USA Basketball asked NBA stars to make a three-year commitment to the national team. Their payoff came when the gold medals were hung around their necks, something that hadn't happened to Americans at a major international tournament since the 2000 Olympics.

The finale wasn't the coronation the superstars might have been expecting after dominating their first seven games, including a 37-point win over finals foe Spain.

The lead was only four with about 2 minutes left. They wound up winning 118-107.

"Much respect to Spain, but the U.S. is back on top again," LeBron James said.

Wade scored 27 points and Kobe Bryant added 20, including a four-point play with 3:10 left. He then held his finger to his lips to quiet the rowdy Spanish crowd behind the basket. Afterward, the NBA MVP pounded his hands toward the floor in honor of claiming the most important piece of basketball hardware he didn't already own.

The celebration began during a break after some technical fouls on Spain with 26 seconds left.
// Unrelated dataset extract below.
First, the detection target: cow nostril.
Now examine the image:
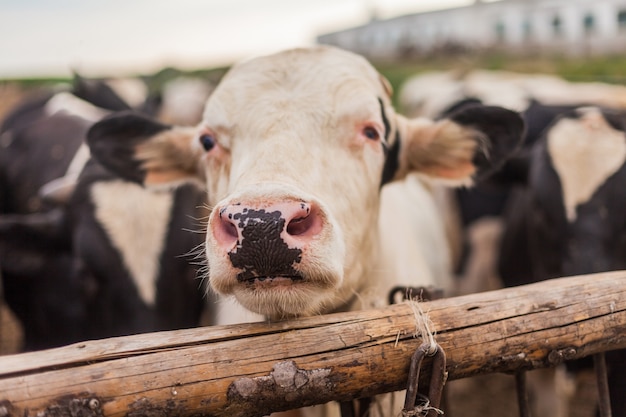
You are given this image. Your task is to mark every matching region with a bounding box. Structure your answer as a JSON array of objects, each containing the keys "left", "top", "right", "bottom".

When it was over, "Born in the USA" played as everyone savored their return to the top of their sport.

"We played with great character in one of the great games in international basketball history, I think," U.S. coach Mike Krzyzewski said.

Rudy Fernandez scored 22 points and Pau Gasol had 21 for Spain, the reigning world champions who were hoping to win their first Olympic gold.

"They did what they were supposed to do," Gasol said. "We fought hard all the way."

Argentina, the 2004 gold winner, snagged bronze with an 87-75 victory over Lithuania.